Na avaliação anatômica, pode apresentar retina normal ou depósitos pigmentares na região macular, atenuação do calibre vascular, palidez do nervo óptico e atrofia do epitélio pigmentado da retina.
Os diagnósticos diferenciais envolvem doenças com acometimento da mácula e da retina, como a Doença de Stargardt, Amaurose congênita de Leber, retinose pigmentária, rubéola congênita e acromatopsia.
Testes Eletrofisiológicos na Distrofia Cone-Bastonete
Os testes eletrofisiológicos avaliam a parte funcional da retina por meio da medida da resposta elétrica quando estimulada e o ERG de campo total é o exame diagnóstico essencial.
O Eletrorretinograma campo total ou eletrorretinografia campo total (ERG CT) realiza a avaliação funcional da retina difusa, incluindo a função dos fotorreceptores, bastonetes e cones, e o resultado pode apresentar atraso e diminuição das respostas dos cones, e nos casos mais graves a extinção da função.

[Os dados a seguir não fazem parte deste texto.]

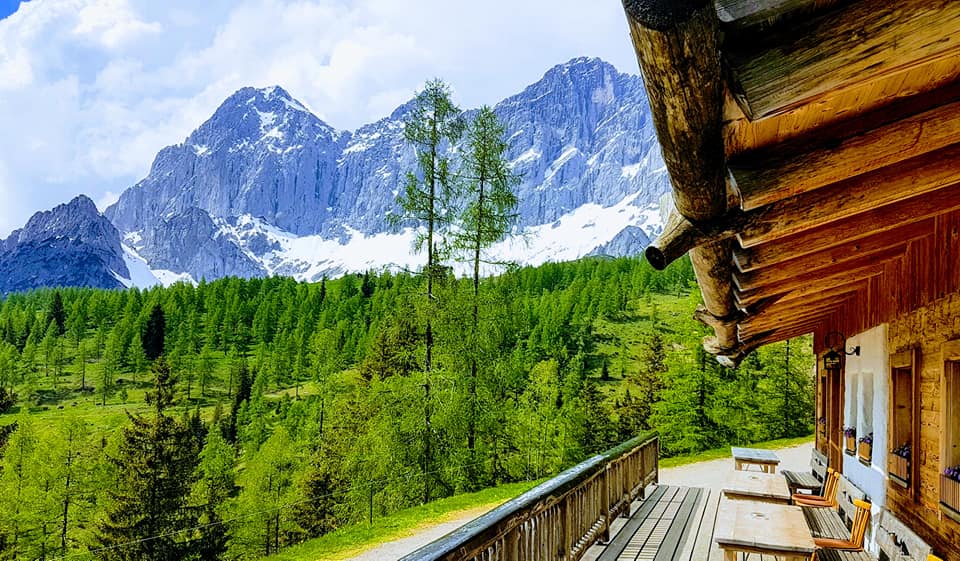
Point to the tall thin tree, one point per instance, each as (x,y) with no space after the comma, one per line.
(432,125)
(489,213)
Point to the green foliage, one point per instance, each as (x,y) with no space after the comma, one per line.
(309,411)
(154,335)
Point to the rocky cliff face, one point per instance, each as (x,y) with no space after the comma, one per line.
(579,136)
(71,245)
(266,187)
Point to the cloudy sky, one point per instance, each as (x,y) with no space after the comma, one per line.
(90,90)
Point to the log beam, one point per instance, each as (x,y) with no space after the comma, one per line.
(835,256)
(923,174)
(826,281)
(768,175)
(677,43)
(838,50)
(854,228)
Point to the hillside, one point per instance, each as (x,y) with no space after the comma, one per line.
(319,385)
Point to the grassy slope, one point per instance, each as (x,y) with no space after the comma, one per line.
(353,540)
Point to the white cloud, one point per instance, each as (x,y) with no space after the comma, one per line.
(111,23)
(90,90)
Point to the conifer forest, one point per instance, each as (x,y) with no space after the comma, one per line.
(234,418)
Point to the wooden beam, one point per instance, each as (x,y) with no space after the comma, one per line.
(747,329)
(923,174)
(859,285)
(828,280)
(678,48)
(739,16)
(792,308)
(836,255)
(854,228)
(801,278)
(838,50)
(768,175)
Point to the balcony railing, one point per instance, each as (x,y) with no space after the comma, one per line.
(560,518)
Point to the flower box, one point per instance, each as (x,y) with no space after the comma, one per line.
(850,441)
(950,496)
(900,470)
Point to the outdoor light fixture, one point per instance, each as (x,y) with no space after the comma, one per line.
(832,358)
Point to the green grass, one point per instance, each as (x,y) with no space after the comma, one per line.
(353,540)
(720,453)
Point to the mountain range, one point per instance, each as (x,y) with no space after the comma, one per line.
(265,187)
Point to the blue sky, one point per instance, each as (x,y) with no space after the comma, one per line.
(91,90)
(7,7)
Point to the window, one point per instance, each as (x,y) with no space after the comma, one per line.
(903,417)
(864,424)
(950,431)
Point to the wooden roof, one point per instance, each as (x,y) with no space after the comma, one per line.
(814,151)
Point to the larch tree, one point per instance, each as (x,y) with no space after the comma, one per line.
(433,124)
(488,215)
(154,472)
(153,335)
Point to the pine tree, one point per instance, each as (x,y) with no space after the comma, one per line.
(489,213)
(57,314)
(433,124)
(213,488)
(154,334)
(154,472)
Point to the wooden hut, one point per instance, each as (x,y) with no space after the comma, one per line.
(814,152)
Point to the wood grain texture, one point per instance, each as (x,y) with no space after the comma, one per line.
(835,51)
(835,256)
(923,174)
(848,230)
(770,175)
(682,76)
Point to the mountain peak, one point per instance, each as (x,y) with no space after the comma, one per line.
(269,98)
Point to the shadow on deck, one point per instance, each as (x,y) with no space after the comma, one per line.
(671,524)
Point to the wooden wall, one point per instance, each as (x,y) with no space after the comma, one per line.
(927,328)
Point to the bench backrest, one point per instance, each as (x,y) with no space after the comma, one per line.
(819,464)
(847,493)
(897,542)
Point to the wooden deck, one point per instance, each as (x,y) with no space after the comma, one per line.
(671,524)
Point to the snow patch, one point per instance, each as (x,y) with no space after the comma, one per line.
(140,274)
(631,171)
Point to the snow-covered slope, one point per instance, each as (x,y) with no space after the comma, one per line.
(265,187)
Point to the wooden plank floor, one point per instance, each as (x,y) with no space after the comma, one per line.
(671,524)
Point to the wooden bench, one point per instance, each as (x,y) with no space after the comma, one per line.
(895,540)
(809,481)
(898,542)
(835,524)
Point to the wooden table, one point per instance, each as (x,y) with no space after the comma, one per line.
(766,459)
(764,528)
(755,486)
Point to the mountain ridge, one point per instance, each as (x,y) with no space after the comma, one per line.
(265,187)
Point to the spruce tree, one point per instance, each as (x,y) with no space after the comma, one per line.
(57,314)
(486,219)
(433,124)
(154,472)
(153,335)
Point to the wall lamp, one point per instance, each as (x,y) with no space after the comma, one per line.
(832,359)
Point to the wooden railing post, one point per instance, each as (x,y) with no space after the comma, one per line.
(559,519)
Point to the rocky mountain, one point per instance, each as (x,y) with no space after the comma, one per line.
(266,187)
(71,245)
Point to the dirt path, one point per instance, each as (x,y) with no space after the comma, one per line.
(704,474)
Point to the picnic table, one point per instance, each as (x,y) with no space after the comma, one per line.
(755,486)
(766,459)
(764,528)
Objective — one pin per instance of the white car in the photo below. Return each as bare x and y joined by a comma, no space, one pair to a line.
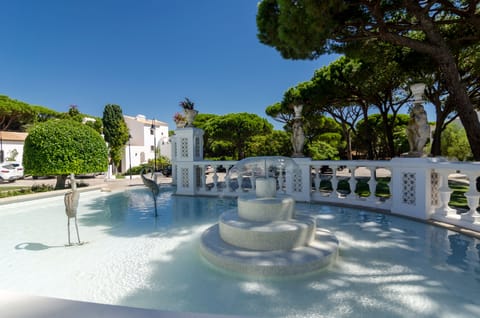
8,172
18,169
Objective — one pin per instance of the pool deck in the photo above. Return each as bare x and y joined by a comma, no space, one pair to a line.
97,183
14,305
17,305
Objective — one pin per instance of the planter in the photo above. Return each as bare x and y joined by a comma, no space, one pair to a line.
190,115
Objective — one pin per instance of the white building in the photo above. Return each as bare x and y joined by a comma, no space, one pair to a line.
140,149
11,143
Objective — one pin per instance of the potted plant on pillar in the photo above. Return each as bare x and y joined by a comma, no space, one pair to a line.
179,120
190,112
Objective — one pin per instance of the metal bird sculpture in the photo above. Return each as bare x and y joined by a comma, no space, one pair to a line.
71,204
153,186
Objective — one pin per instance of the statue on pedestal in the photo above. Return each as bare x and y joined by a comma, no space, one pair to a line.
298,137
418,129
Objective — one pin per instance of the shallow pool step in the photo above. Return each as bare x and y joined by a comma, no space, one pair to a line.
266,236
322,251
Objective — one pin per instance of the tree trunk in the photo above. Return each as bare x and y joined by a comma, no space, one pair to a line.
61,180
436,148
466,112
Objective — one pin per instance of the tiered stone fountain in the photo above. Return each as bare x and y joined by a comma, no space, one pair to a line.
264,236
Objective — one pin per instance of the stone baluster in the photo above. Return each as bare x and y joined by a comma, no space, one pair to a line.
334,182
203,178
352,182
390,186
372,184
215,178
473,197
281,180
317,178
444,193
240,182
228,187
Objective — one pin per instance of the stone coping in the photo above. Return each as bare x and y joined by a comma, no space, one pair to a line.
17,305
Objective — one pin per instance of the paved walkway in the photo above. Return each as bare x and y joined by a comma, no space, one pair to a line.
99,182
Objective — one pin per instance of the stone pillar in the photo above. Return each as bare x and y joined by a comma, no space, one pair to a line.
411,187
299,184
187,148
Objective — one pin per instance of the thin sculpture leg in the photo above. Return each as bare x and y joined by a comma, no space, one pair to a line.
71,204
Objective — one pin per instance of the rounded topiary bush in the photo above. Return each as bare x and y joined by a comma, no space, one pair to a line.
61,147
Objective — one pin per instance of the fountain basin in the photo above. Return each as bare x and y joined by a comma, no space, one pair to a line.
252,208
322,252
266,236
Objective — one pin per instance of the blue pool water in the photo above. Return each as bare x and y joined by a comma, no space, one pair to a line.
387,267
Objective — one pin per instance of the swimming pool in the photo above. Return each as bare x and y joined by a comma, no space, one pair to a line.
388,266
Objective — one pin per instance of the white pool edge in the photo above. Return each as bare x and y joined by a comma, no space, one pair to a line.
17,305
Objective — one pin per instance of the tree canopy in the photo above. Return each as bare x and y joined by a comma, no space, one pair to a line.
235,131
306,29
115,131
61,147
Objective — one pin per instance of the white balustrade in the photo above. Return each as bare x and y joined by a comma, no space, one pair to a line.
406,187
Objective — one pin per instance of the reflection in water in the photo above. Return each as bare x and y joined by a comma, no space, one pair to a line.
458,246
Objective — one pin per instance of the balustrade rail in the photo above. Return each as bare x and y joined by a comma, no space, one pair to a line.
420,187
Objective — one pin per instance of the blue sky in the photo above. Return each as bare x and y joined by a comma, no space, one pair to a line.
144,55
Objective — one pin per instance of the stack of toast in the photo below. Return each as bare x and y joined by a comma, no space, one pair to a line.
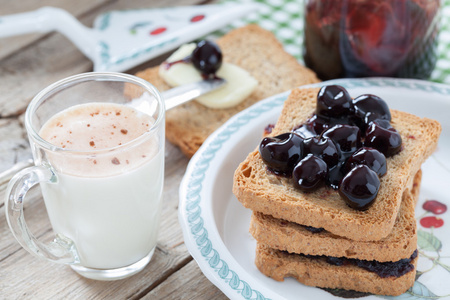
255,50
319,240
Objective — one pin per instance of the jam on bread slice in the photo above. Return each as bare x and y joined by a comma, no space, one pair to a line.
295,238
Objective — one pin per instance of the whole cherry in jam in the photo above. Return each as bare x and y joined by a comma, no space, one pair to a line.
370,107
346,137
434,207
207,57
309,173
359,187
333,101
323,148
387,141
281,153
370,157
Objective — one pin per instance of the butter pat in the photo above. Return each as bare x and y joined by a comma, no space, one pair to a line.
240,84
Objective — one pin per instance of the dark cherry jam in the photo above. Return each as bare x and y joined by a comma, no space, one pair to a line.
382,269
313,229
361,38
344,145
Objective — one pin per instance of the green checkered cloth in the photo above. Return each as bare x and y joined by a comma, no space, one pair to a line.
285,19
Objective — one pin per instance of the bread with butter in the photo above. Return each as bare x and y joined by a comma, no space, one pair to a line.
255,50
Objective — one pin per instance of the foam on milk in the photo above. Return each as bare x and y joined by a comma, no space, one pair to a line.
107,203
97,126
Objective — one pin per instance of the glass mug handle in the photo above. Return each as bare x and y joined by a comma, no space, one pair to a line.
61,249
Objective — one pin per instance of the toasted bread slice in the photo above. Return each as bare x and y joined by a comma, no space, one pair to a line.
262,191
294,238
255,50
317,272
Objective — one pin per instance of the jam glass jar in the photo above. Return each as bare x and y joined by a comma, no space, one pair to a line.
364,38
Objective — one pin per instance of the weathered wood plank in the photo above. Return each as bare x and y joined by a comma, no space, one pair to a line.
192,285
25,277
14,146
25,73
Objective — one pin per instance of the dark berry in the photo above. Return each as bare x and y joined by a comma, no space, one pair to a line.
387,141
335,175
333,101
370,157
435,207
207,57
346,137
281,153
313,229
432,221
322,147
359,187
370,107
309,173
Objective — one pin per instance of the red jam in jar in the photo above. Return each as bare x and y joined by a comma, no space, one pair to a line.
364,38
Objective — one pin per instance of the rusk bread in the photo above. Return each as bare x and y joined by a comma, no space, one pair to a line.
255,50
262,191
294,238
317,272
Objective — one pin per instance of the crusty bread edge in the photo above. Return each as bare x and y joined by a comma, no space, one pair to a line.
287,236
315,272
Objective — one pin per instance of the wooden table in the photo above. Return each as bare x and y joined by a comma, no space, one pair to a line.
28,64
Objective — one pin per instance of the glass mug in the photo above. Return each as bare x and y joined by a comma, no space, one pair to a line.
98,145
362,38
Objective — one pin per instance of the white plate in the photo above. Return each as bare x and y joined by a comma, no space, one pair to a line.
215,225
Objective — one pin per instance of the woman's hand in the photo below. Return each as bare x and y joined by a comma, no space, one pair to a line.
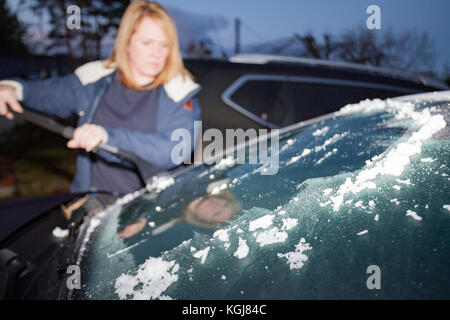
88,137
8,96
132,229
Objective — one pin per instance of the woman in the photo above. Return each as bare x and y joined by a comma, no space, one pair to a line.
134,100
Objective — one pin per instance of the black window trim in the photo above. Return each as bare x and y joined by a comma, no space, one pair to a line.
226,95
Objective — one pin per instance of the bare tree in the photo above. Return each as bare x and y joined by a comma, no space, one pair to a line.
98,19
407,50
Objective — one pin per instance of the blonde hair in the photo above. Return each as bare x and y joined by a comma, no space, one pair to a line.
131,19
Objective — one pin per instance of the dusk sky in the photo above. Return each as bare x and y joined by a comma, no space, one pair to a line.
265,20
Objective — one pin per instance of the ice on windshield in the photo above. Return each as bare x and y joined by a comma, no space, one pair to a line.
374,177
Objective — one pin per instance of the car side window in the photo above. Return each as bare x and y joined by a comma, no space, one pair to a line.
279,101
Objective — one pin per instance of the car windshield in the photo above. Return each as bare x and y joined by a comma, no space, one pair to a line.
367,189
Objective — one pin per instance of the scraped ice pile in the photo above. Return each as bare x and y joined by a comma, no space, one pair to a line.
275,247
395,159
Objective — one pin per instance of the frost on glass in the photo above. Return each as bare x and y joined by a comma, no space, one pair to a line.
370,187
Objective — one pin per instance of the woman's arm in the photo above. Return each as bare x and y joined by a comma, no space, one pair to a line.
157,147
59,96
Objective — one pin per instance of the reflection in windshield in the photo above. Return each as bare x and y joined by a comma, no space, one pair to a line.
210,211
368,188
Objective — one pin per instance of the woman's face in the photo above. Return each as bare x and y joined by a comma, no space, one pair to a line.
147,51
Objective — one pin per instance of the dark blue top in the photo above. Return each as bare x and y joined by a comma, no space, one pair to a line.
130,109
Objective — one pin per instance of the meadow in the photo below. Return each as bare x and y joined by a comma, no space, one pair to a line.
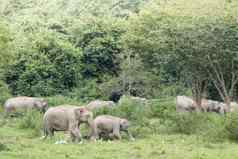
157,136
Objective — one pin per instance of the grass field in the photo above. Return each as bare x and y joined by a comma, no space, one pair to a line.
17,143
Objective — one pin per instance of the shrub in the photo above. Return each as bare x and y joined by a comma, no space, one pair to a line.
32,119
4,93
162,108
47,66
60,100
209,125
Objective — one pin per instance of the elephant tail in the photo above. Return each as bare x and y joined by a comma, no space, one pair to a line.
45,129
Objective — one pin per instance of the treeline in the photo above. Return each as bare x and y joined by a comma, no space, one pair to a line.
149,48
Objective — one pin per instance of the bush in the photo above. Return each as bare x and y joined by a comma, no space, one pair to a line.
86,90
32,119
49,65
60,100
162,108
209,125
4,93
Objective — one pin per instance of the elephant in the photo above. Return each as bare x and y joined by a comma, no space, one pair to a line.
214,106
110,127
67,118
185,104
115,95
97,104
24,103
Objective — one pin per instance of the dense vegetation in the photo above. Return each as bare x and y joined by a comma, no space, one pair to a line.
86,49
73,51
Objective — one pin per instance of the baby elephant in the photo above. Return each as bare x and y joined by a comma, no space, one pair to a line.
67,118
110,127
24,103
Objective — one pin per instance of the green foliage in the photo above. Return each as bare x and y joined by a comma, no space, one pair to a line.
50,67
61,100
32,119
86,90
4,92
210,126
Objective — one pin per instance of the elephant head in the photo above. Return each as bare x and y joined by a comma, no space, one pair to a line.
83,115
42,105
124,124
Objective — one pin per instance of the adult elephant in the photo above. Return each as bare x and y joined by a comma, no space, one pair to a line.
185,104
24,103
67,118
110,127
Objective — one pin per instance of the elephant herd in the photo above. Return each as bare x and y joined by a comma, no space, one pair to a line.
68,118
187,104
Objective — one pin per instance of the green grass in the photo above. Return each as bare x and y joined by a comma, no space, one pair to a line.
20,137
19,143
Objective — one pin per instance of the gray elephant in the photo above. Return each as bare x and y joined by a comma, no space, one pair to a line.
24,103
110,127
67,118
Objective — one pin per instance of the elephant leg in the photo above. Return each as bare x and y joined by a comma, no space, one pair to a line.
75,135
114,136
130,136
116,131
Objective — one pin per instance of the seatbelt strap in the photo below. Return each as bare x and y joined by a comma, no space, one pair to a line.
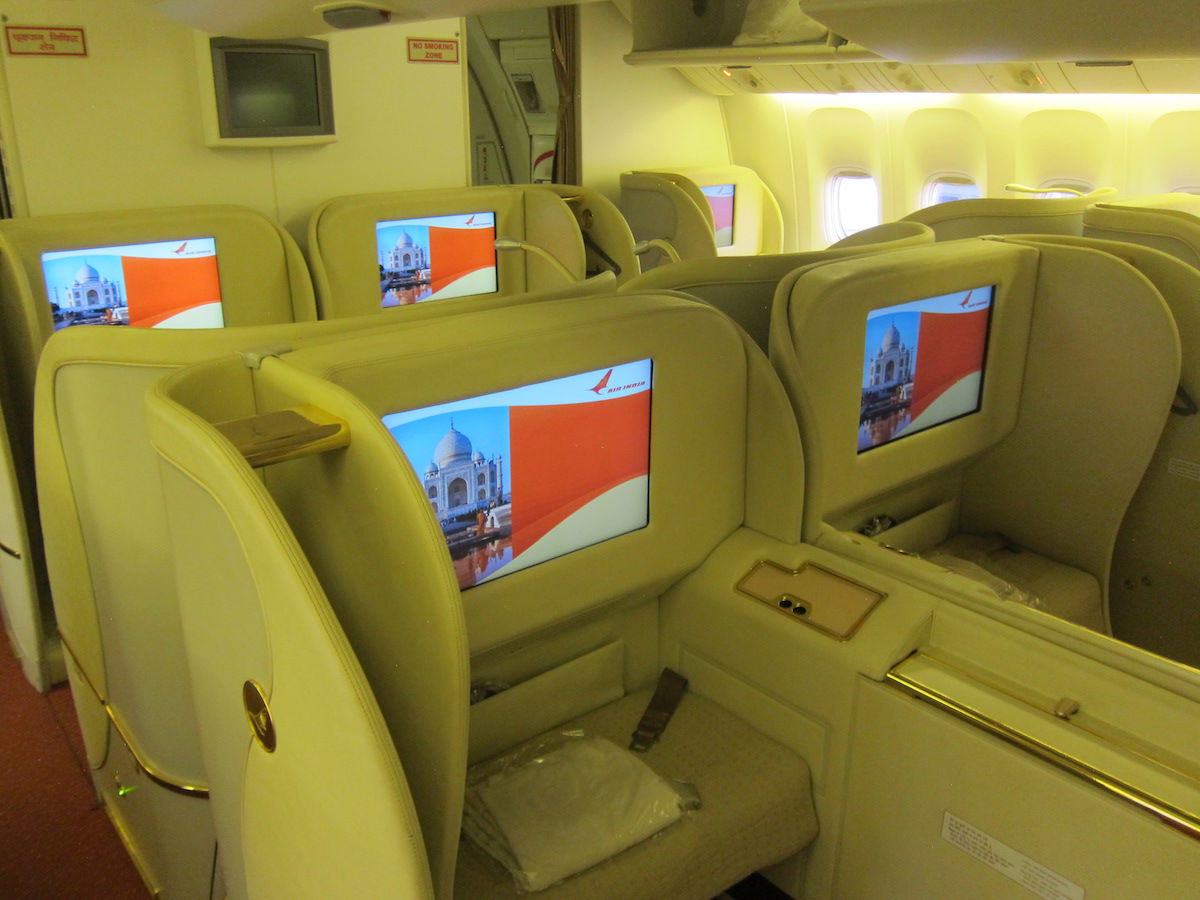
661,707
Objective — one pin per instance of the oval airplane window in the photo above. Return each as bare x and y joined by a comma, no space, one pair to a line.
942,189
852,203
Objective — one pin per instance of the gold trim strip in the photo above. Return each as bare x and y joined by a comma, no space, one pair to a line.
1168,813
147,768
1081,719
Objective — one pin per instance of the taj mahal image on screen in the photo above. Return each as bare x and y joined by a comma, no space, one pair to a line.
892,365
87,297
460,481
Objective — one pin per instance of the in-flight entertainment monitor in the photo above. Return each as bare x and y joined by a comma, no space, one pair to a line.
271,89
923,364
155,285
720,201
436,257
527,474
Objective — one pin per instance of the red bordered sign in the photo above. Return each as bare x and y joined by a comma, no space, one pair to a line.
45,41
432,49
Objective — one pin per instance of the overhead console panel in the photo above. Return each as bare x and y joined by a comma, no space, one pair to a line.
301,18
989,31
911,46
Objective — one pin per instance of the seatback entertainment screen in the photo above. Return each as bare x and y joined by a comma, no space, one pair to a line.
923,364
720,201
436,257
527,474
155,285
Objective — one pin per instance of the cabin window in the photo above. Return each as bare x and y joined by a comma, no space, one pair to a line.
852,203
1065,187
946,187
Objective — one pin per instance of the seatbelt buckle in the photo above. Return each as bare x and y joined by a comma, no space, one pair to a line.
658,713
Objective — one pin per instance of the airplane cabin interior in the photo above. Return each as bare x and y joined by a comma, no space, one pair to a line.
431,469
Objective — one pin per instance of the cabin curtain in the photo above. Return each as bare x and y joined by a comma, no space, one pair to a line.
564,43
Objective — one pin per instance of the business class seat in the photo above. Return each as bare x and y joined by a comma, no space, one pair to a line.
607,240
29,322
109,558
30,319
378,251
1024,475
1008,215
1155,570
743,287
1169,222
673,215
575,635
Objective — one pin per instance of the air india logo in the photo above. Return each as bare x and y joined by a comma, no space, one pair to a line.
967,305
601,388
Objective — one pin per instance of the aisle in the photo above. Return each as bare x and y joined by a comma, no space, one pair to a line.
55,840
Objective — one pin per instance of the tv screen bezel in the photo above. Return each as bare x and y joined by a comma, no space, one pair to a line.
603,381
409,220
105,250
993,297
733,222
318,51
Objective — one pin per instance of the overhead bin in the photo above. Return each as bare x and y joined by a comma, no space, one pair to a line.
987,31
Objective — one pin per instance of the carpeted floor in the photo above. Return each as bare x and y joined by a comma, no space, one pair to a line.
55,839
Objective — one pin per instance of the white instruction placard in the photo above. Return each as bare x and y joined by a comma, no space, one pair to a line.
1018,867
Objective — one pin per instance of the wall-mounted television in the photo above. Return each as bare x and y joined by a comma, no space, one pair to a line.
720,201
436,257
527,474
155,285
271,89
923,364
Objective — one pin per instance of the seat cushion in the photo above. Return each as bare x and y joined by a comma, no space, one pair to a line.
757,810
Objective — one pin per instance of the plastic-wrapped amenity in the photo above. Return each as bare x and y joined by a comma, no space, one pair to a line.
567,810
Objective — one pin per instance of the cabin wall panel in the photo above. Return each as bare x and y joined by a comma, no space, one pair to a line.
940,141
1138,144
637,118
833,138
757,136
1043,154
401,125
120,129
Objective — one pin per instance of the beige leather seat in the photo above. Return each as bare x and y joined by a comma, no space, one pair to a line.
1008,215
607,240
743,287
575,635
100,516
1155,573
1021,475
497,241
673,219
245,240
1169,222
109,562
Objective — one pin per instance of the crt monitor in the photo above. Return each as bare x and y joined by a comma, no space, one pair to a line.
720,201
527,474
271,89
155,285
923,364
436,257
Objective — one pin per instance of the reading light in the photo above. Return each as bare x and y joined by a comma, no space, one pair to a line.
353,15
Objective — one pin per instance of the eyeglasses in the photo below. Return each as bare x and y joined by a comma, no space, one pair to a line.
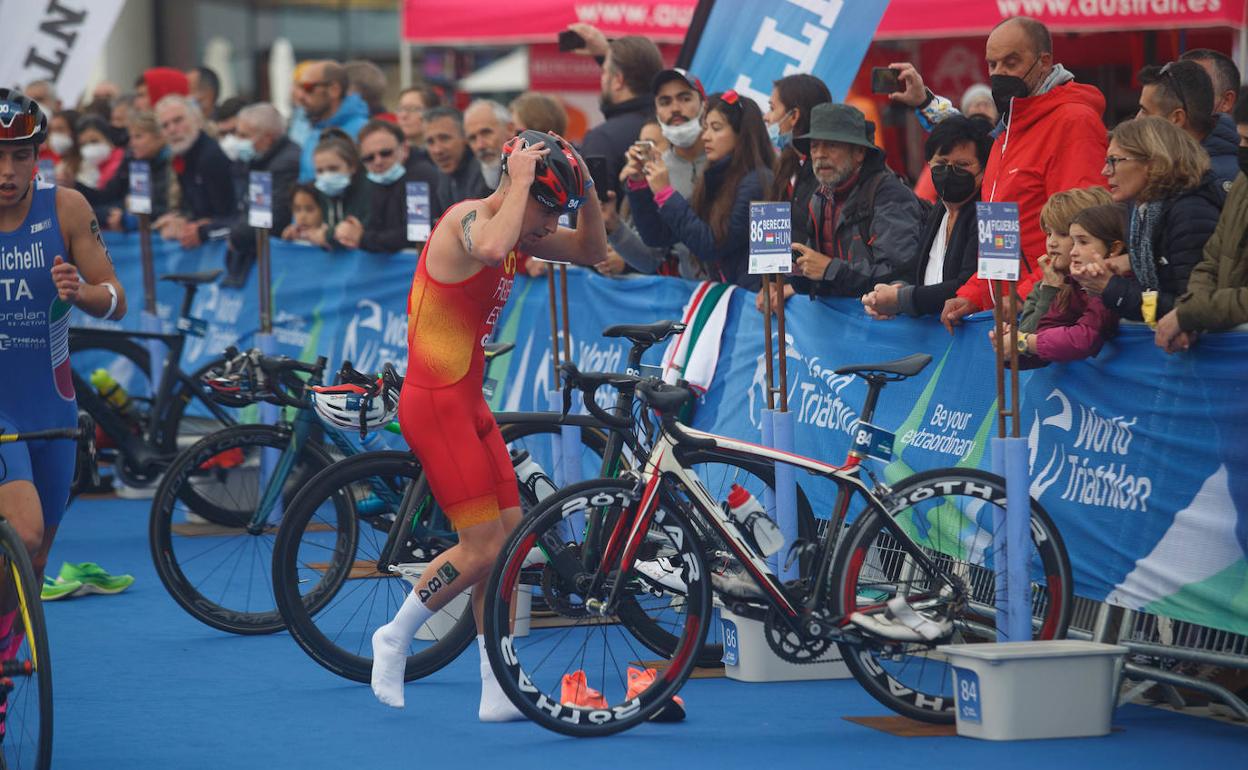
18,125
1178,91
380,154
1112,161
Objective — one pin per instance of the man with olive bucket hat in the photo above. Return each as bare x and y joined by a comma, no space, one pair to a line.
862,221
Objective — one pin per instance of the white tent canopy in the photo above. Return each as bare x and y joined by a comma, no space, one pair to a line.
508,74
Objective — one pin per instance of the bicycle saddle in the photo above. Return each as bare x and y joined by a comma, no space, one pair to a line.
899,368
645,333
497,348
207,276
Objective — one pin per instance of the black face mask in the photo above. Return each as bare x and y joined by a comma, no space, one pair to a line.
952,185
1009,86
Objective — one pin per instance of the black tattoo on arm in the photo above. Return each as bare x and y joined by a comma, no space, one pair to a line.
99,237
466,224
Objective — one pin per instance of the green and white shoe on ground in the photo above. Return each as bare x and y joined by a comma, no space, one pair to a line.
92,579
55,589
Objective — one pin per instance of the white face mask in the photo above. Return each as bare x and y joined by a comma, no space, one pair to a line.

De forma conjunta a resposta dos bastonetes também é acometida, mas com evolução mais branda e tardia.
O Eletrorretinograma multifocal ou eletrorretinografia multifocal (ERG MF) avalia a função da parte central da retina, a mácula, e apresenta redução mesmo nas fases iniciais, pois é uma região com maior concentração de cones, células que são primariamente afetadas na doença, e precede o aparecimento de alterações no epitélio pigmentado da retina nos exames de fundoscopia/ mapeamento de retina.
Figura 2. Exemplo de ERG multifocal de uma resposta de distrofia cone-bastonete e um normal
Tratamento
Não há tratamento conhecido para a distrofia de cone-bastonete. Recomenda-se manter acompanhamento regular com oftalmologista para eventuais novas doenças e reabilitação visual para minimizar a dificuldade apresentada pela doença. Se um dos membros da família receber o diagnóstico de distrofia cone-bastonete, é importante que os demais membros da família passem por avaliação oftalmológica.